A exemplo do que houve com a morte do saudita Jamal Khashoggi há três anos, inusitadamente, também a de Shireen Abu Akleh vai persistindo no noticiário americano —e, por consequência, ocidental.
Khashoggi era colunista do Washington Post, enquanto Abu Akleh era palestino-americana. Na chamada do mesmo WPost, ao dar a notícia na quarta, ela foi descrita simplesmente como "jornalista americana".
Parte da persistência no assunto resulta também da reação imediata da Al Jazeera, para a qual ela trabalhava nas transmissões em árabe. É um canal de notícias estatal, de um governo também próximo de Washington, do Qatar.

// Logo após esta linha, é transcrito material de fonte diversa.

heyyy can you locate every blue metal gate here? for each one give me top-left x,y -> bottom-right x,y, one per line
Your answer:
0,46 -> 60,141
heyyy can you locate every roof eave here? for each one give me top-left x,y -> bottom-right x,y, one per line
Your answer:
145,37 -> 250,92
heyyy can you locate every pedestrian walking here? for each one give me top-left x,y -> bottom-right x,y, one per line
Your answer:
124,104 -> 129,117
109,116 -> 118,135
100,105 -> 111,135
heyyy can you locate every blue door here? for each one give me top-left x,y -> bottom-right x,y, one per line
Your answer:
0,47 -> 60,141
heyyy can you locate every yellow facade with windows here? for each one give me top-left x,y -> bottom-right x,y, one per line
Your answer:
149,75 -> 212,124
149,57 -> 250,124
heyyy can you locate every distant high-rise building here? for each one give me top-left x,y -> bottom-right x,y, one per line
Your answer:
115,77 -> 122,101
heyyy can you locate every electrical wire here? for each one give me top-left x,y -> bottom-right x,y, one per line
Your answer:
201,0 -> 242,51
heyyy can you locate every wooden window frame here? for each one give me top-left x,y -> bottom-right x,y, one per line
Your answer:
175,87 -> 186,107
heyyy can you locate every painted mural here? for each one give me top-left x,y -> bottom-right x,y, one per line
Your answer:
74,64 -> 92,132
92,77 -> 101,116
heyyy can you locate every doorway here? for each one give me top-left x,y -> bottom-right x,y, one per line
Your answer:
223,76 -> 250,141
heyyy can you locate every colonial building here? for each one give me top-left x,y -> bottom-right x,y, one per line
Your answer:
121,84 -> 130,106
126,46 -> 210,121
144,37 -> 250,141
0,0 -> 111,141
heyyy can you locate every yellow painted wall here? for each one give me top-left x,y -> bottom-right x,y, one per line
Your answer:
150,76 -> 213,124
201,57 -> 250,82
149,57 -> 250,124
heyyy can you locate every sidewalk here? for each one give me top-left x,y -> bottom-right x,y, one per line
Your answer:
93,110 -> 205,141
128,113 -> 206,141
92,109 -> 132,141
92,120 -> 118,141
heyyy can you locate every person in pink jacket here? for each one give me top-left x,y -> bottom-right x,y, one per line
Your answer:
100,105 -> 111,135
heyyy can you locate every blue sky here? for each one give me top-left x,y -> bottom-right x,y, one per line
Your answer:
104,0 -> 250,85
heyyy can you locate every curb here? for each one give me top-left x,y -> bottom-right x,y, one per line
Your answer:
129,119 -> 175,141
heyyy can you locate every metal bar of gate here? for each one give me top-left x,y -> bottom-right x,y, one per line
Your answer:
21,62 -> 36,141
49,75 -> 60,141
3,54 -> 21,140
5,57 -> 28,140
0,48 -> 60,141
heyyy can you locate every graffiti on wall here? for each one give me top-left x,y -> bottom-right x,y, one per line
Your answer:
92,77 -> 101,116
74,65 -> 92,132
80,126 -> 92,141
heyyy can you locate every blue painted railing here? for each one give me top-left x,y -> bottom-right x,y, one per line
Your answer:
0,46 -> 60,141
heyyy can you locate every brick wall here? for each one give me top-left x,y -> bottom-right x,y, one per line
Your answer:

"Em um homicídio flagrante, as forças de ocupação israelenses assassinaram a sangue frio a correspondente da Al Jazeera na Palestina, Shireen Abu Akleh", afirmou, em seu comunicado.
Nos Estados Unidos, o protagonismo na cobertura da morte vem sendo do WPost, que ouviu dois jornalistas que estavam com Abu Akleh e outras cinco testemunhas, derrubando a versão do governo israelense.

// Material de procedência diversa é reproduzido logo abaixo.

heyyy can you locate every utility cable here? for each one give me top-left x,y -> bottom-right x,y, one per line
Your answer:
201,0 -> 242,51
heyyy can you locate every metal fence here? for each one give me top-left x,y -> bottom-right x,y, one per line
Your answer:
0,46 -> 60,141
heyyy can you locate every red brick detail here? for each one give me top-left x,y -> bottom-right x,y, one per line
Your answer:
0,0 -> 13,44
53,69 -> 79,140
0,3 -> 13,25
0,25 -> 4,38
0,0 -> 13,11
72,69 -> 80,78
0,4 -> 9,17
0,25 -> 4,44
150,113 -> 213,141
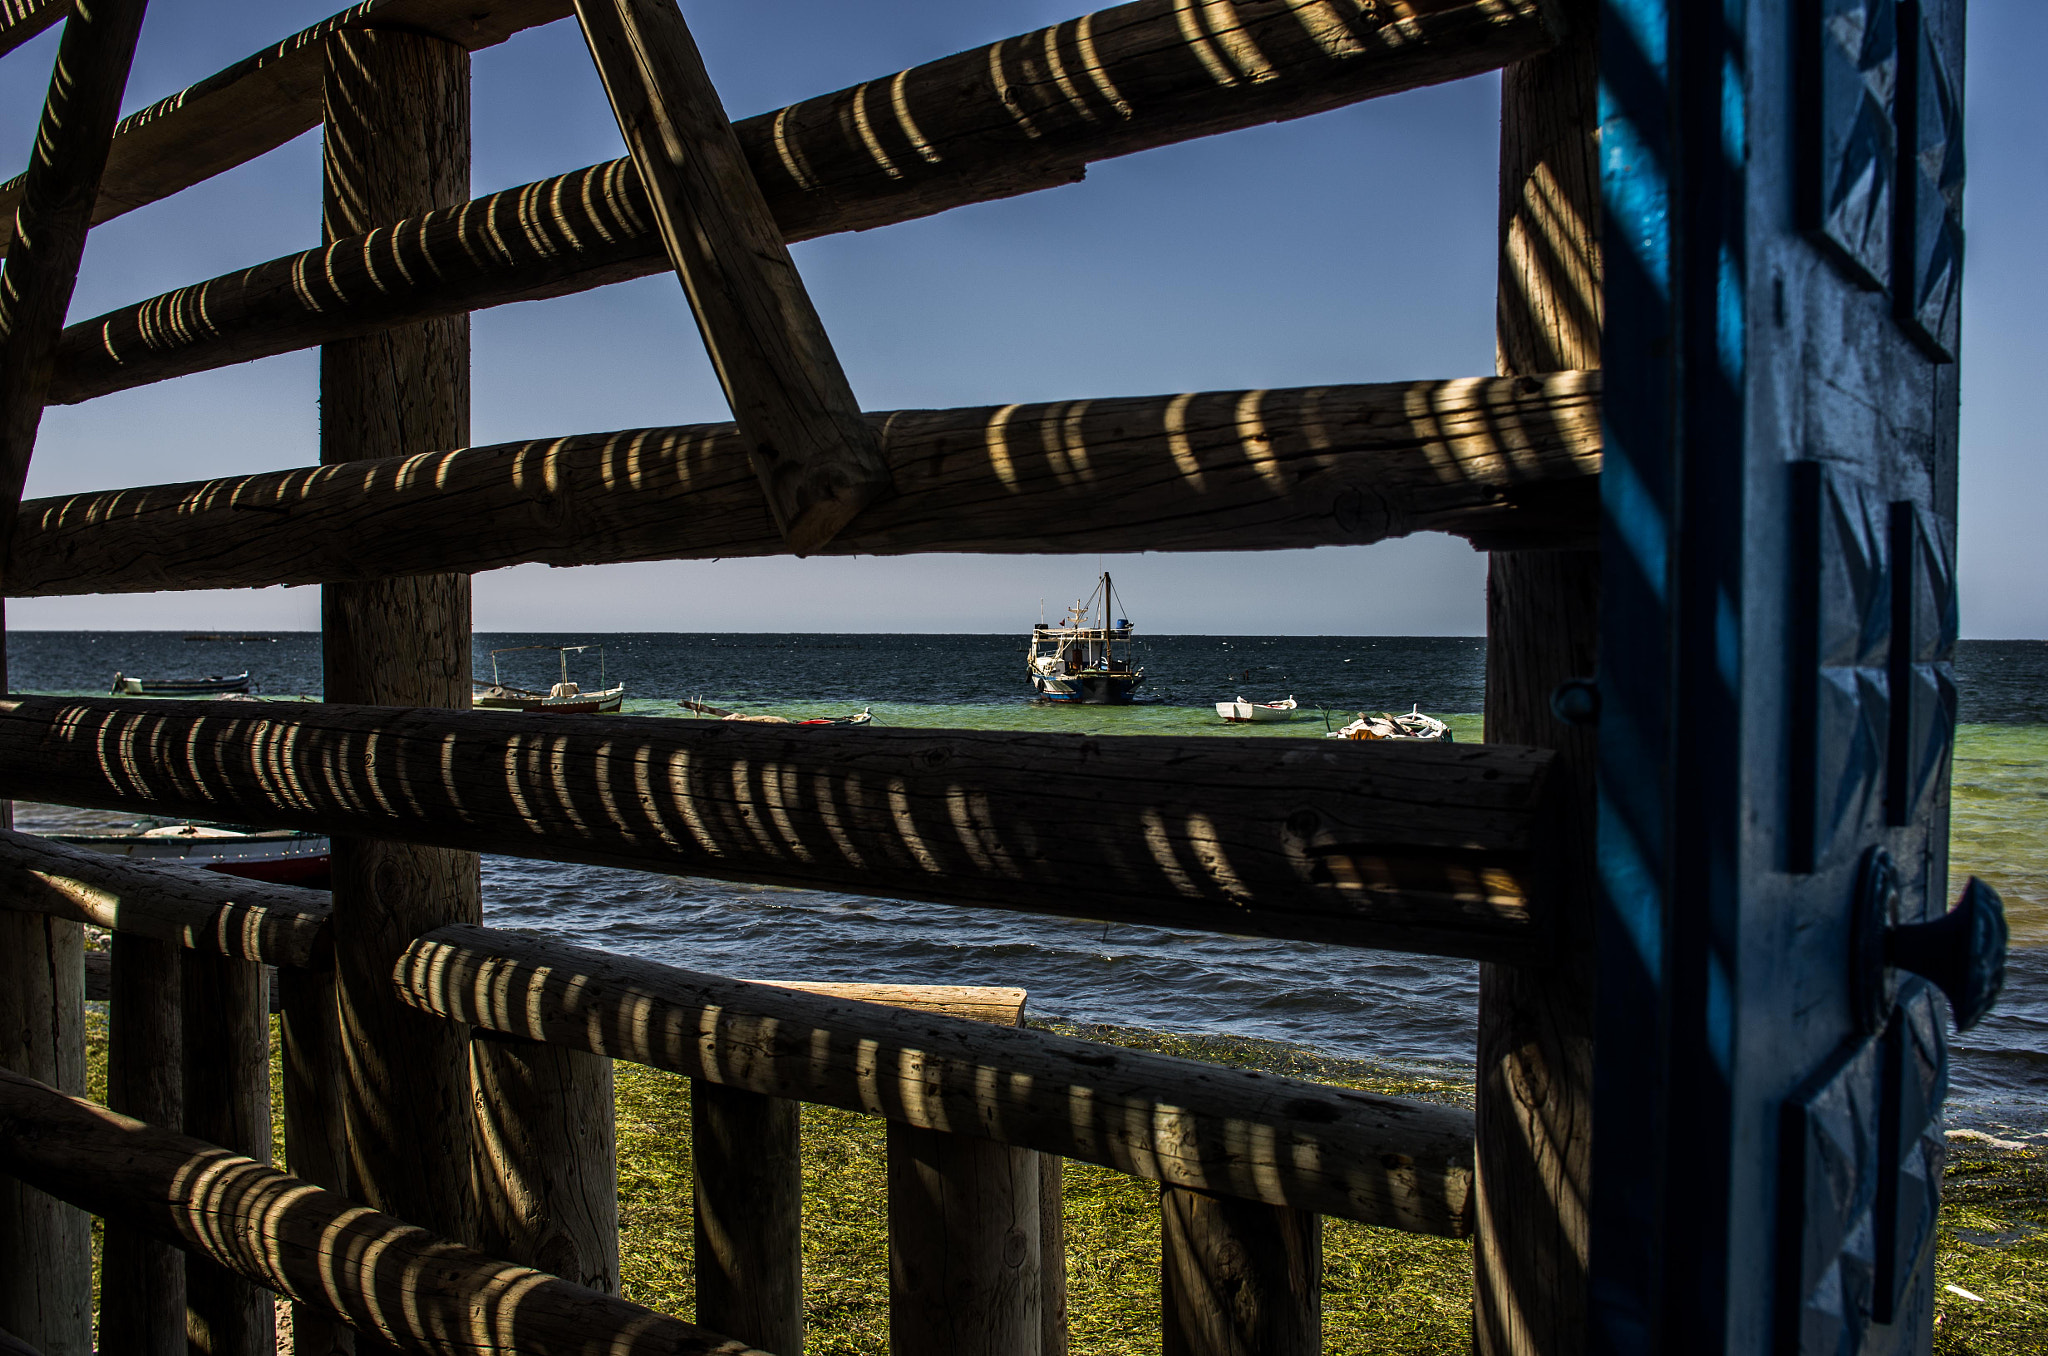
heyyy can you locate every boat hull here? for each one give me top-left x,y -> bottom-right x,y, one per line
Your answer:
46,831 -> 332,888
114,672 -> 251,695
474,684 -> 625,714
1033,672 -> 1144,704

Este anunciou desde logo um "alto nível de probabilidade" de que ela tivesse sido sido morta pelos próprios palestinos. Mas posteriormente, como destacou o WPost, "Em mudança, Israel investiga possibilidade de soldado ter matado jornalista".

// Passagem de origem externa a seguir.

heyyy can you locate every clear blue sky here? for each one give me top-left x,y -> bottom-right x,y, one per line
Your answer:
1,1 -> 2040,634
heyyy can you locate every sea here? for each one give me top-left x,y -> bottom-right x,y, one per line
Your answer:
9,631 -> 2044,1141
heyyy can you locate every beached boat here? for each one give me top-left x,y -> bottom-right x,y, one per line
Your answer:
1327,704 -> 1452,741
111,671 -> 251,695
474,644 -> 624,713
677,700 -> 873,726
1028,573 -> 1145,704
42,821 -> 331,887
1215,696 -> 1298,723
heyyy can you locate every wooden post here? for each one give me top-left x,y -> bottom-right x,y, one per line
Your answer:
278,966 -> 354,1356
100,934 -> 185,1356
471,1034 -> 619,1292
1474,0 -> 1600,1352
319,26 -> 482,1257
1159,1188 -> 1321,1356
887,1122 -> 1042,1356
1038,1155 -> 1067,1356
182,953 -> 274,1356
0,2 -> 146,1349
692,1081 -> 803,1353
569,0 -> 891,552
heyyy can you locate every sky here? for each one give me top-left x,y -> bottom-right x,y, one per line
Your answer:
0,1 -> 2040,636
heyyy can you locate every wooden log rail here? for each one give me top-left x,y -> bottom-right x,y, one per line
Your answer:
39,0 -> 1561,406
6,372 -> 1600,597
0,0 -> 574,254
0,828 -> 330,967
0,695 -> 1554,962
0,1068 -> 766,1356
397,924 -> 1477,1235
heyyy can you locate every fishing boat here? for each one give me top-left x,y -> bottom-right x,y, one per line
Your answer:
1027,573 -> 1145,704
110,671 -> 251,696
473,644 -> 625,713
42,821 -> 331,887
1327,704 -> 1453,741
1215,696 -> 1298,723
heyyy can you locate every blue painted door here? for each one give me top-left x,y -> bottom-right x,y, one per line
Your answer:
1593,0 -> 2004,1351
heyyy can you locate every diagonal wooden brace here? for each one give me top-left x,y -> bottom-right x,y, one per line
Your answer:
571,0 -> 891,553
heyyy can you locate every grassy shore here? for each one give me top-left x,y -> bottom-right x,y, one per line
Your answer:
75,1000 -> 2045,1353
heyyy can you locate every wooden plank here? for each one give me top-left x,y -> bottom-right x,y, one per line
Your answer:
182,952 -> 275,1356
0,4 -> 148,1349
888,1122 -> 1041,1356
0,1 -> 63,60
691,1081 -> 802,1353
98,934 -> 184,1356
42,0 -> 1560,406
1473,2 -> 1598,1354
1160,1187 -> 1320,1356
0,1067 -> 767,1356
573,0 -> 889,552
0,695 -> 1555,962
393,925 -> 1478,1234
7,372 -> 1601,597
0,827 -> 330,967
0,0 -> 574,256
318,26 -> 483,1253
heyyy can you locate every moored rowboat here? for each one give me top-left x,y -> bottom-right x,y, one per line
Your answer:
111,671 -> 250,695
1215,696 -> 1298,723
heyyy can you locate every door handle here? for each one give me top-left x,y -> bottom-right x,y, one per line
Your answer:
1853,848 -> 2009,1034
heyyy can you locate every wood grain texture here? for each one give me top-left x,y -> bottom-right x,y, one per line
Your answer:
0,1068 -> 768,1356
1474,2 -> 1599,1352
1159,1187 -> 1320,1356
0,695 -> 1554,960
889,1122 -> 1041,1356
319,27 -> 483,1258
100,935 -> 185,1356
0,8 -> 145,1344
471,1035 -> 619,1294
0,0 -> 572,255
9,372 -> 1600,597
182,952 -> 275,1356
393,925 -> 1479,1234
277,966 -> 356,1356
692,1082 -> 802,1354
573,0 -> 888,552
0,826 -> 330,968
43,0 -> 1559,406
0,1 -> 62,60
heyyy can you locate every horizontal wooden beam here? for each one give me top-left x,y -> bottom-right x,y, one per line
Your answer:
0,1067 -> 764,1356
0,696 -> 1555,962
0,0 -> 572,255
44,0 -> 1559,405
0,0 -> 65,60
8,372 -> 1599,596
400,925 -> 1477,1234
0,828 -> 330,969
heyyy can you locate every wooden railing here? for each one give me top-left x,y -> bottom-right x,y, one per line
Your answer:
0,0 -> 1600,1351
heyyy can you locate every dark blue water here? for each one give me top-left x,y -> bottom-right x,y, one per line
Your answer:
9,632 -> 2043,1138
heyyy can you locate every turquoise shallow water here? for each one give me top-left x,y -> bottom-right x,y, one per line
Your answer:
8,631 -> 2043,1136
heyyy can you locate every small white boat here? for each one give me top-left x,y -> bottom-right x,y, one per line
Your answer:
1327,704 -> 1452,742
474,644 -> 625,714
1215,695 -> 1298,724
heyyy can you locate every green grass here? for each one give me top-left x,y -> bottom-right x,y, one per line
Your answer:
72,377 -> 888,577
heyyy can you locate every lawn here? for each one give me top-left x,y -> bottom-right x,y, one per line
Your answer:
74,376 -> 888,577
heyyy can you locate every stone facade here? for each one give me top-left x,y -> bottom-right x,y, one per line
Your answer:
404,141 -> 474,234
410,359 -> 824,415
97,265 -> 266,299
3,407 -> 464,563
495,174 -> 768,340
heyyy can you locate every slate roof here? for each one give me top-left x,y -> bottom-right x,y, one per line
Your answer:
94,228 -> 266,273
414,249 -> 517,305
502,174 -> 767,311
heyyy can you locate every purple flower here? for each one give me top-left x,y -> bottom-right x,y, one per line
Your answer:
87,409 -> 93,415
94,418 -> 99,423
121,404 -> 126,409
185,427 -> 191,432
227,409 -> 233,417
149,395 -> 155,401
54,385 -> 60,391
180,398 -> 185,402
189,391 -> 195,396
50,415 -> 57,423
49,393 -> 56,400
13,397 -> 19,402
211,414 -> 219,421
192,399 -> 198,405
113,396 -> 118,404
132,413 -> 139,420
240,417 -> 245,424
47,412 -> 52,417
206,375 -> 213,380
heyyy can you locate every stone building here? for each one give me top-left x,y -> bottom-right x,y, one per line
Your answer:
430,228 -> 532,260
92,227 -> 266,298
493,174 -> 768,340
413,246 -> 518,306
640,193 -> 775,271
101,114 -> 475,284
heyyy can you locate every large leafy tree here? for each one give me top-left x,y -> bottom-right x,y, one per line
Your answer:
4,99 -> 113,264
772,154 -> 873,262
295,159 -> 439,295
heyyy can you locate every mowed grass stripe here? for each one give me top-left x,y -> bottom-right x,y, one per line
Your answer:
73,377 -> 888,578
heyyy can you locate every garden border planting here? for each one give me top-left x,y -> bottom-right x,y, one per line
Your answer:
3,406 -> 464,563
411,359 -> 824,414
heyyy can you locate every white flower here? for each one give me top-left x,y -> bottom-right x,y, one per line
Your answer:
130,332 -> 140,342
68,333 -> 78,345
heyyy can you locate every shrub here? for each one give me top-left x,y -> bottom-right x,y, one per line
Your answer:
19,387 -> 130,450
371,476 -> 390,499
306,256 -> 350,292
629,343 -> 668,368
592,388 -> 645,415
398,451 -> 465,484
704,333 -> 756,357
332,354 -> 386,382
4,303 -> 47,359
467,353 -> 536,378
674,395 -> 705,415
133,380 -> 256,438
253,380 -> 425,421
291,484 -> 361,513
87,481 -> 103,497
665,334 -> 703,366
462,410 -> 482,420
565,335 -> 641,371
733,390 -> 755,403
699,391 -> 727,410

Na rádio do exército israelense, o porta-voz militar descreveu então Abu Akleh como "filmando e trabalhando para um meio de comunicação entre palestinos armados. Armados com câmeras, se você me permite dizer".
O WPost chegou a publicar "Histórias de cinco jornalistas mortos cobrindo o conflito israelense-palestino". Mas o jornal não é a regra ou a referência da cobertura, papel do New York Times, que não foi pela mesma linha.
Já ao noticiar, na quarta, o título e a chamada na home page do NYT foram "Shireen Abu Akleh, jornalista palestina pioneira, morre aos 51", sem informar que havia sido assassinada. No dia seguinte, trocou para "é morta na Cisjordânia", seguindo porém com enunciados dúbios.
O quadro só foi mudar no jornal com o "ataque policial" à multidão que levava o caixão da correspondente, na sexta. Mas outros veículos americanos, caso da CBS, noticiaram a repressão como suposto "confronto", de novo, entre soldados e palestinos.
O questionamento da cobertura da morte nos EUA é generalizado, chegando à Columbia Journalism Review, publicação da mais tradicional escola de jornalismo do país, na Universidade Columbia.
Até Ben Smith, que pouco intervém nos debates desde que deixou a coluna de mídia do NYT, ressurgiu para compartilhar o conselho de outra jornalista palestino-americana, Sara Yasin, que é parte da direção do Los Angeles Times:
"Israel-Palestina não é mais ‘complicado’ do que qualquer outro conflito internacional, as mesmas regras do jornalismo se aplicam! É só fazer o seu trabalho!"